Veneno de escorpião amazónico revela potencial promissor no combate ao cancro da mama

Investigadores brasileiros identificaram no veneno do escorpião amazónico Brotheas amazonicus uma molécula capaz de destruir células de cancro da mama com uma eficácia comparável à da quimioterapia tradicional.

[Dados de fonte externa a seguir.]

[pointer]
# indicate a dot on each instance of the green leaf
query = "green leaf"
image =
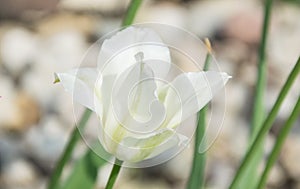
(85, 172)
(250, 155)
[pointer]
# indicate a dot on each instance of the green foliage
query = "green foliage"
(84, 173)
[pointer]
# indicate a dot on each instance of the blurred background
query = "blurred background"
(38, 38)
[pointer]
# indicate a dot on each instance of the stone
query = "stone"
(19, 174)
(18, 49)
(164, 13)
(106, 6)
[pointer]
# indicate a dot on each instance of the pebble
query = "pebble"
(18, 48)
(45, 142)
(163, 13)
(106, 6)
(19, 174)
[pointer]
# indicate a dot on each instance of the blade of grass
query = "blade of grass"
(75, 136)
(131, 12)
(85, 172)
(197, 174)
(128, 20)
(250, 155)
(278, 144)
(250, 178)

Os primeiros resultados, apresentados durante a Semana FAPESP França, mostram que o composto provoca sobretudo necrose das células tumorais, comportamento já observado em toxinas semelhantes de outras espécies de escorpiões. A descoberta resulta de uma colaboração entre a USP, o INPA e a Universidade do Estado do Amazonas.

A equipa da Faculdade de Ciências Farmacêuticas de Ribeirão Preto da USP trabalha há anos na clonagem e expressão de proteínas de venenos animais com potencial biofarmacêutico. Entre os avanços alcançados está o desenvolvimento de um selante de fibrina, já em fase final de ensaios clínicos, produzido a partir de enzimas extraídas de veneno de serpentes. Os investigadores pretendem agora reproduzir, por expressão genética, as moléculas identificadas no escorpião amazónico, o que poderá permitir a produção em larga escala e acelerar a criação de terapias inovadoras.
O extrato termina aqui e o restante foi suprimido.